Russell Crowe’s New WWII Epic Scores Big With Critics, Lands A Fresh Rotten Tomatoes Rating
Critics are siding with Nuremberg, the Russell Crowe and Rami Malek World War II courtroom drama, which is earning strong reviews and a solid Rotten Tomatoes score as it adapts Jack El-Hai’s The Nazi and the Psychiatrist.
Russell Crowe vs. Rami Malek in a post-war psychological duel? I am listening. The new historical drama 'Nuremberg' is landing with mostly good notices, and the early Rotten Tomatoes score backs that up. It is not exactly light viewing, but the pitch is clear: watch two heavyweights play mind games in the shadow of the Nuremberg trials.
What the movie actually is
'Nuremberg' is written and directed by James Vanderbilt and adapted from Jack El-Hai's 2013 book 'The Nazi and the Psychiatrist.' The focus is tight: Rami Malek plays Army psychiatrist Douglas Kelley, who is tasked with evaluating Nazi leader Hermann Goring, played by Russell Crowe, in post-war Germany. While the film centers on those conversations, it also brings in Michael Shannon as Robert H. Jackson, the steadfast lead prosecutor who anchored the actual trials.
Early reactions: mostly strong, with one notable holdout
Critics are largely into it, especially Crowe's performance, though a few have issues with how hard the film hits and when.

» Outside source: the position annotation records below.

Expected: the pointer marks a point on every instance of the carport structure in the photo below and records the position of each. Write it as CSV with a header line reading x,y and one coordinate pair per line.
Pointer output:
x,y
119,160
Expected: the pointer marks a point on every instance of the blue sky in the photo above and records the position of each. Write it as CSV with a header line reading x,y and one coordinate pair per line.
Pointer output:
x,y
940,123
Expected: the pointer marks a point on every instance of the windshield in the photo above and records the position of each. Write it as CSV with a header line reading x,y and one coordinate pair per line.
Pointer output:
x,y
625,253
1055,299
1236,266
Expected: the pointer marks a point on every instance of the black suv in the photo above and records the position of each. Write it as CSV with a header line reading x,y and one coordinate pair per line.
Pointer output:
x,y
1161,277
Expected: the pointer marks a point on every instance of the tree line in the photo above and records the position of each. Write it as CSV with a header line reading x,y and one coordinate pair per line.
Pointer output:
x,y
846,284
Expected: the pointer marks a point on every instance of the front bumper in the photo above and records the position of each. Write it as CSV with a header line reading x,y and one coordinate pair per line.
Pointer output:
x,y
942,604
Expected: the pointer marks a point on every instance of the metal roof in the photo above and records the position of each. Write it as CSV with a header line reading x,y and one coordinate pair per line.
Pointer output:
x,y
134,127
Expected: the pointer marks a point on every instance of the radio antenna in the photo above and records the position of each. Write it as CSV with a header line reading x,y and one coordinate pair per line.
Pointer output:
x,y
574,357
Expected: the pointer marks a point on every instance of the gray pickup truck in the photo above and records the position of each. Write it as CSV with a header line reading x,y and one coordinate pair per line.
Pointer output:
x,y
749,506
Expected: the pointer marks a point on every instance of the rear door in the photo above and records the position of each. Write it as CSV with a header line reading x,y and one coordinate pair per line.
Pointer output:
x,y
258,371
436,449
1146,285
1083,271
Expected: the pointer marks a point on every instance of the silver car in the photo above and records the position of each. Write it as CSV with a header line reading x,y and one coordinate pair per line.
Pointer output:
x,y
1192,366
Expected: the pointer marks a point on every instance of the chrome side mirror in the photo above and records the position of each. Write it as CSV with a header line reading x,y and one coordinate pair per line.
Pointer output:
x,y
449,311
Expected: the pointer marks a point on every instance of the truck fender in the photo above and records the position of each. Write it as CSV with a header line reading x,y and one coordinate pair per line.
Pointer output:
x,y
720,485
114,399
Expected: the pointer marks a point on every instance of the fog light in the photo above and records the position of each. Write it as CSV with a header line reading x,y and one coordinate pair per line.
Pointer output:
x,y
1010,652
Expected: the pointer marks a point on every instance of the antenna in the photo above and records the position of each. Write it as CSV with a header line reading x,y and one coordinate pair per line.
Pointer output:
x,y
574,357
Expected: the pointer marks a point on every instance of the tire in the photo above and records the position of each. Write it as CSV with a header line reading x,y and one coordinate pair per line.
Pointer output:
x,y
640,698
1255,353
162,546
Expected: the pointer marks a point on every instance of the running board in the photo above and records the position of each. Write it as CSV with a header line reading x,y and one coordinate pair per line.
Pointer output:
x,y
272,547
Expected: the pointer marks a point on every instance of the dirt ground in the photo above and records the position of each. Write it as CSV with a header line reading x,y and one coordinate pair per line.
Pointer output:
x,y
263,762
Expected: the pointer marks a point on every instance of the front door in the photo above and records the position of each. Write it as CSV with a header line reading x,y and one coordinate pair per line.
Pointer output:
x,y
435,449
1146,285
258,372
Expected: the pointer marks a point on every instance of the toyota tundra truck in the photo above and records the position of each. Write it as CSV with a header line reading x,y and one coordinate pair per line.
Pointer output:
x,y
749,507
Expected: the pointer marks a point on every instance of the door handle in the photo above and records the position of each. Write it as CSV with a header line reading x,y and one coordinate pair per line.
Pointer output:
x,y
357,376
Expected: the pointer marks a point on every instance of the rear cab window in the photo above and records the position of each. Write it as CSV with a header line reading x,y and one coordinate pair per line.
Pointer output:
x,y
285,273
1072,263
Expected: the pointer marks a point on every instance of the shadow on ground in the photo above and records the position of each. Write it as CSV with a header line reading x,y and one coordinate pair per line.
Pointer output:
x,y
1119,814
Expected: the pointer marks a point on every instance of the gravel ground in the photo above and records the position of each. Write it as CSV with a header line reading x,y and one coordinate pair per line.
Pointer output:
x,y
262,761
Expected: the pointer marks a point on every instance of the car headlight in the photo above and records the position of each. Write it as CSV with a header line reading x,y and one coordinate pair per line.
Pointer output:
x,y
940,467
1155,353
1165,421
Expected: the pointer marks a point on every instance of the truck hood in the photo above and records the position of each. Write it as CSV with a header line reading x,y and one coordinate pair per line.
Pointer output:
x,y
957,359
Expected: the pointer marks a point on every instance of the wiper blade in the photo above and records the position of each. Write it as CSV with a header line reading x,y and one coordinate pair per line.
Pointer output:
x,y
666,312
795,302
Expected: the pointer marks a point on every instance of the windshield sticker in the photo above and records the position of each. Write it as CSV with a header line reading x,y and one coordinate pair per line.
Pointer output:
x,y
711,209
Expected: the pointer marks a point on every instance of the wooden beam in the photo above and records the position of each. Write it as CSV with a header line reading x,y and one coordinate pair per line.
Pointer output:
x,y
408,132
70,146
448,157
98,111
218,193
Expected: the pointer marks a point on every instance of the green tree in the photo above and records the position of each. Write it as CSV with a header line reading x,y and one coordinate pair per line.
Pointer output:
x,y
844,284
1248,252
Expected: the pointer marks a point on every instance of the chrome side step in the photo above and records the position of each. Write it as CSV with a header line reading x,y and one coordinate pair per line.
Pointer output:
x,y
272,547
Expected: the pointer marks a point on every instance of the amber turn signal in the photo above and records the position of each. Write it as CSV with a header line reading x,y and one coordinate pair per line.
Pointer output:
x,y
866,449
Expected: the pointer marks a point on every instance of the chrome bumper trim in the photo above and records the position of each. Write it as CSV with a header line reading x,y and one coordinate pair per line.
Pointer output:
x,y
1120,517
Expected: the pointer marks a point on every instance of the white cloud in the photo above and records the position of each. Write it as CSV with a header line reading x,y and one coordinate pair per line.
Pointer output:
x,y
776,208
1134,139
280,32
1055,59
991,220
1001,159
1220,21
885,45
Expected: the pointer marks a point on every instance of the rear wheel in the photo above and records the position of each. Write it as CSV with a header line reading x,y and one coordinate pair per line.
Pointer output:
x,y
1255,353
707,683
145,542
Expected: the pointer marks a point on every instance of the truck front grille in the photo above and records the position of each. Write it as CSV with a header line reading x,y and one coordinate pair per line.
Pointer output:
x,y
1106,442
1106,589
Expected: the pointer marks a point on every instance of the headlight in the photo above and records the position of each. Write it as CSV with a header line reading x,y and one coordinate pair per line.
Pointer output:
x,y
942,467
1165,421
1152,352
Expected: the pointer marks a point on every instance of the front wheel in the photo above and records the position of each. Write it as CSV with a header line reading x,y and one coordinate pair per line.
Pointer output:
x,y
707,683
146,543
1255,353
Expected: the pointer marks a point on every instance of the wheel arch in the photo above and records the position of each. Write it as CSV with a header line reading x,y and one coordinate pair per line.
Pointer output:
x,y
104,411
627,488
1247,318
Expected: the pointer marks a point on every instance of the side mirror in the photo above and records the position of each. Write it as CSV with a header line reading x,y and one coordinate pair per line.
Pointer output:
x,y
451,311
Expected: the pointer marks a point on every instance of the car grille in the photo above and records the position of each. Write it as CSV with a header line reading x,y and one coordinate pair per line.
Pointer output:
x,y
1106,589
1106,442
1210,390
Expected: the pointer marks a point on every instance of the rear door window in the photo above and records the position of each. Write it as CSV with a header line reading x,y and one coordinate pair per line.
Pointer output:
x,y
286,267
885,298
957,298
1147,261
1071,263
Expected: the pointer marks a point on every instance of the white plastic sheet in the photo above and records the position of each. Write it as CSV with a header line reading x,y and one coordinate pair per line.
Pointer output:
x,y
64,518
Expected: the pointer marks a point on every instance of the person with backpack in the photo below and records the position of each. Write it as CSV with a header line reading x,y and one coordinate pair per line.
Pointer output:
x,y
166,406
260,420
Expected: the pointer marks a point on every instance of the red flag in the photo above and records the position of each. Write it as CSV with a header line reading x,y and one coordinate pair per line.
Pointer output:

Highlights:
- USA Today's Brian Truitt says the movie leans more engaging than austere and knows when to drop the hammer emotionally, calling it a battle of wits between Malek's psychiatrist and Crowe as one of history's worst men.
- Matthew Creith at TheWrap thinks the film benefits from Crowe going big in a way that recalls his early career, describing the turn as genuinely frightening.
- THR's Michael Rechtshaffen is very positive, praising both leads and singling out Michael Shannon as equally effective as the unwavering lead prosecutor Robert H. Jackson.
- Collider's Ross Bonaime also applauds Crowe's terrifyingly sharp work, but adds a caveat: the ending lands, yet the two hours before it rarely match that impact.
- On the other side, Variety's Owen Gleiberman is not sold, arguing the movie does not really dig into the nature of evil through Goring's connection to his crimes.
"It leans entertaining... and gets deadly serious exactly when it needs to."
Where the score sits
As of now, 'Nuremberg' sits at 73% on Rotten Tomatoes from 55 reviews. That will move as more critics weigh in, and the audience score will shift the overall picture once the movie opens wider.
When you can see it
The film premiered at TIFF on September 7, 2025, and it hits US theaters this Friday.
Short version: if you want a tense two-hander with Crowe in full command, critics say this is worth the trip. If you want a deep dive into Goring's evil with a new angle, at least one major voice thinks it comes up short.